Como é que decidimos que fila escolher nas caixas do supermercado? Foi a partir desta escolha, aparentemente simples, do dia-a-dia de qualquer pessoa que um grupo de investigadores partiu para estudar os processos envolvidos na tomada de decisões.
Porque, por muito simples que pareça, a escolha pode envolver um número alargado de estratégias de decisão, desde contar o número de pessoas em cada fila, o número de artigos no carrinho ou mesmo a velocidade de cada operador.
De acordo com as conclusões de um estudo divulgado hoje, perante uma decisão com tantos fatores a considerar, o cérebro é capaz de calcular várias estratégias alternativas de decisão em simultâneo, em vez de se comprometer apenas com uma.
O estudo foi conduzido por três investigadores, na Fundação Champalimaud em Lisboa, que desenharam uma espécie de mundo virtual para ratinhos, onde tinham como tarefa procurar água.
Neste mundo virtual, qualquer zona podia oferecer água, mas de forma inconsistente, ou seja, “de um momento para o outro pode “secar” e deixar de dispensar água”, explica a Fundação em comunicado, acrescendo que, dessa forma, os ratinhos tinham que decidir quando sair de um determinado local e ir para outro.
Um pouco à semelhança das filas de supermercado, também esta escolha pode envolver várias estratégias, cada uma combinando, neste caso, erros e tentativas bem-sucedidas ao longo de tempo de forma particular e, portanto, com uma “assinatura do tempo decorrido”, ou variável de decisão, própria.
Dessa forma, quando monitorizavam a atividade de grandes grupos de neurónios individuais no córtex pré-motor enquanto os ratinhos desempenhavam a tarefa, foi possível aos investigadores procurar combinações dos perfis temporais de atividade dos neurónios pré-motores, que poderiam assemelhar-se às variáveis de decisão associadas a diferentes estratégias.
A conclusão surpreendeu a equipa: “Apesar de cada ratinho se concentrar na sua própria estratégia, os seus cérebros não”.
“O cérebro pode realmente executar várias estratégias de contagem diferentes ao mesmo tempo, o que nos remete para o conceito de superposição na mecânica quântica”, refere Zack Mainen, um dos investigadores principais, citado em comunicado.
Como explica outra das investigadoras, Fanny Cazettes, apesar de a atividade no córtex pré-motor refletir a estratégia que o animal estava realmente a usar, refletia também “variáveis de decisão alternativas úteis para a mesma tarefa e até mesmo variáveis de decisão úteis para outras tarefas”.
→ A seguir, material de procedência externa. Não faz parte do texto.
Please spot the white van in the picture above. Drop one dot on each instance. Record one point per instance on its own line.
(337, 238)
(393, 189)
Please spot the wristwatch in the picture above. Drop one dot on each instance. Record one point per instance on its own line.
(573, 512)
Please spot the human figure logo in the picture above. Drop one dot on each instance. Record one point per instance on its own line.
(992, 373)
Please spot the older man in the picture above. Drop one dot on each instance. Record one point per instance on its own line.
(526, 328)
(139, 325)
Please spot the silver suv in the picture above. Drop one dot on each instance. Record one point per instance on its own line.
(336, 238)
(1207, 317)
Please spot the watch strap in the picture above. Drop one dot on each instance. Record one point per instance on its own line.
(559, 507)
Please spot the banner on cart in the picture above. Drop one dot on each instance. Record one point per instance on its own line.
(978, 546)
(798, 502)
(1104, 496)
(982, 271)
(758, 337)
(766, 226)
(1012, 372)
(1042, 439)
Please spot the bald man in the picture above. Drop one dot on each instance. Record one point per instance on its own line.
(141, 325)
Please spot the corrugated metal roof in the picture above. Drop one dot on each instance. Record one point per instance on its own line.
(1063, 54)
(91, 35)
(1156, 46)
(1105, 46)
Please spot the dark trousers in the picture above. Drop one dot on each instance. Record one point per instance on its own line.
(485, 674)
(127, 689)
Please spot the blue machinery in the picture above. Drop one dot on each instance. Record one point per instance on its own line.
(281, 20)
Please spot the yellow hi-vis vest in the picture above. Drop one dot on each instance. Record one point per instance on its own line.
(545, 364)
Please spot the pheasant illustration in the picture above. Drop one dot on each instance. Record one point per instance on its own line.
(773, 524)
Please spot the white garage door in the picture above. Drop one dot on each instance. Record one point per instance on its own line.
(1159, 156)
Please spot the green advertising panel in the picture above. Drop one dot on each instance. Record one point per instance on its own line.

As conclusões abrem agora porta a novas formas de pensar os processos envolvidos na tomada de decisões, explica a investigadora, adiantando que o próximo passo será investigar como o cérebro seleciona entre diferentes variáveis de decisão e como essas decisões são traduzidas numa ação.
Alfonso Renart, também investigador principal, sublinha que a possibilidade de representar, em simultâneo, as estratégias usadas e não utilizadas poderá facilitar a flexibilidade cognitiva e de aprendizagem, uma vez que “a mudança de estratégias requer apenas que seja dada atenção à variável de decisão pré-computada correta, em vez de construí-la do zero”.
“[As conclusões] podem ainda ter implicações para o desenvolvimento de sistemas de ‘machine learning’ [a utilização de dados e algoritmos para imitar a forma como os humanos aprendem] mais flexíveis e adaptáveis, o que poderá ser particularmente útil em situações onde há um alto grau de incerteza ou complexidade”, acrescenta Zach Mainen.